Colleges lobbying to boost rankings

In the perpetual race to raise their national profiles, college leaders are starting to advertise themselves to an unlikely audience: each other.

At stake are the “academic reputation” ratings that help mold the popular but controversial “America’s Best Colleges” rankings by U.S. News & World Report.

The magazine’s latest edition was released Friday and listed Kansas University at No. 41 among the nation’s top public universities.

Building a reputation

In the 15 years since it began ranking institutions annually, U.S. News has been lauded and lambasted for highlighting the hard numbers of higher education quality, from admissions standards and graduation rates to faculty resources. Yet the most important factor in the rankings system remains the ever-so-subjective reputation score, derived from surveying presidents, deans and admissions officers on their perceptions of other schools.

The reputation survey has drawn increasing criticism from college leaders, who find it unscientific and unfair.

Yet in these same circles, the survey seems more crucial than ever. Campus leaders report that they receive more and more promotional material from peers, with the apparent goal of swaying votes. A few cop to doing it themselves.

“It’s part of a marketing mania that’s taken hold in higher education,” said Howard University President Patrick Swygert, who sends an annual letter to “400 or 500 of my closest friends” to note the school’s latest achievements.

Surface-level changes

An annual circulation-booster for U.S. News, the “America’s Best Colleges” issue and its lucrative spin-off book have withstood criticism for promoting a shallow brand-name ethic among college-choosing students and parents.

Many schools have tinkered with their admissions practices to make their student bodies appear more elite.

But experts note that some of the most-debated aspects of the rankings, such as the percentage of admitted students who choose to enroll, account for barely 2 to 3 percent of the overall ranking. More important by far is reputation, weighted at 25 percent.

U.S. News officials say they conduct the reputation survey to help gauge intangible virtues, including the quality of teaching and learning. This year, they changed the category’s name to “peer assessment,” acknowledging presidents’ discomfort with the ambiguities of the word “reputation.”

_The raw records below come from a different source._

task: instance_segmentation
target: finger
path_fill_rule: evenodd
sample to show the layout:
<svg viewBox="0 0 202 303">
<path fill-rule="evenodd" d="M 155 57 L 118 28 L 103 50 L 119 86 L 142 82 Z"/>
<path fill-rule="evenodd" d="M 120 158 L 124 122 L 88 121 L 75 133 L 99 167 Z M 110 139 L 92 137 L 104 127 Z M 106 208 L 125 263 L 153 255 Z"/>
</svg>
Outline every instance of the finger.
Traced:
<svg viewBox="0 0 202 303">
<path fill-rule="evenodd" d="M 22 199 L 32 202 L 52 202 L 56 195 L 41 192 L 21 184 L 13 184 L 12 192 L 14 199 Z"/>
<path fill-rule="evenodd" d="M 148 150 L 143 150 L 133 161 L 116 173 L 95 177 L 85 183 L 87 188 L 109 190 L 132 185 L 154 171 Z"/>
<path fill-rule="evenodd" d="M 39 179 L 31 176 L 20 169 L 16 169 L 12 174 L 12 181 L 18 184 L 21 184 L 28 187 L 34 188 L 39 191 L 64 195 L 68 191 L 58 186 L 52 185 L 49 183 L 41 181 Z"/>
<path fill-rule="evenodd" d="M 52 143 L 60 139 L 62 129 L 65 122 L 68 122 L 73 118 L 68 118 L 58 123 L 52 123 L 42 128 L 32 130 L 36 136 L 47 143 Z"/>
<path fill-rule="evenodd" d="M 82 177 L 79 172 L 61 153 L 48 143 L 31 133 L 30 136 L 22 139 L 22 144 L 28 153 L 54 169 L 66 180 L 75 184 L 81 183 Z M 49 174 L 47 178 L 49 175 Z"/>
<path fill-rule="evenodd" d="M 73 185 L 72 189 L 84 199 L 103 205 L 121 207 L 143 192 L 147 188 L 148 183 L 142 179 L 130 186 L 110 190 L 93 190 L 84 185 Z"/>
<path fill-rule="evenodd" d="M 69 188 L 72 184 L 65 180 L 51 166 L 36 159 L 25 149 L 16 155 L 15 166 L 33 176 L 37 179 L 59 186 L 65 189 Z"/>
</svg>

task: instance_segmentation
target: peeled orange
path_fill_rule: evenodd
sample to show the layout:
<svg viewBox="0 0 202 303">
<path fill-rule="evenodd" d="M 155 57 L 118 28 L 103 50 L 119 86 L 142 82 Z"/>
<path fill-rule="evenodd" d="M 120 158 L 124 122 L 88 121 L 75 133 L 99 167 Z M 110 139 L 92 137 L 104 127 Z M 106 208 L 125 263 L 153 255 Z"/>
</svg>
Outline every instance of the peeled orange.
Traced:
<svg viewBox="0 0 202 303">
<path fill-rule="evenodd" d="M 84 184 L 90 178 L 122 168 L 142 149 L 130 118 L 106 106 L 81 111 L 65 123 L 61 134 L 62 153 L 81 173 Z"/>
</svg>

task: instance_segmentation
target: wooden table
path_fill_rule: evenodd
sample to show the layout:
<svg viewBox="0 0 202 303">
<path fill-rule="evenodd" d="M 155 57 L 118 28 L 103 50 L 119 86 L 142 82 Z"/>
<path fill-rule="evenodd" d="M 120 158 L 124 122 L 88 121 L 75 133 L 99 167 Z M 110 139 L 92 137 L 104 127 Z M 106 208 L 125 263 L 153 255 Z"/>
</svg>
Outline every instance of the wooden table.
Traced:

Of all the things U.S. News considers, reputation is “the easiest to change theoretically,” said George Dehne, a higher education marketing consultant based in South Carolina. “To build a bigger library, to pay your faculty more, all those things are expensive. It’s alluring to think: Gee, we’ll just go out and schmooze the president and admissions director.”

Little progress made

Yet it remains unclear whether a college can successfully change its reputation through better marketing.

Most schools, in fact, have maintained largely the same rating over the past several years, according to Robert Morse, U.S. News director of data research.

“Academic reputations are very slow to build, and they’re very slow to be lost,” said Elisabeth Muhlenfeld, president of Virginia’s Sweet Briar College, explaining why she objects to the survey itself. “A certain department might be known as top-notch, when in fact it was top-notch in the 1950s when your dissertation professor told you it was top-notch.”

Muhlenfeld used to send fellow presidents copies of her school’s alumnae magazine but stopped after realizing she barely read any of the material she receives from other colleges. “I’m aware that most of it goes in the trash,” she said.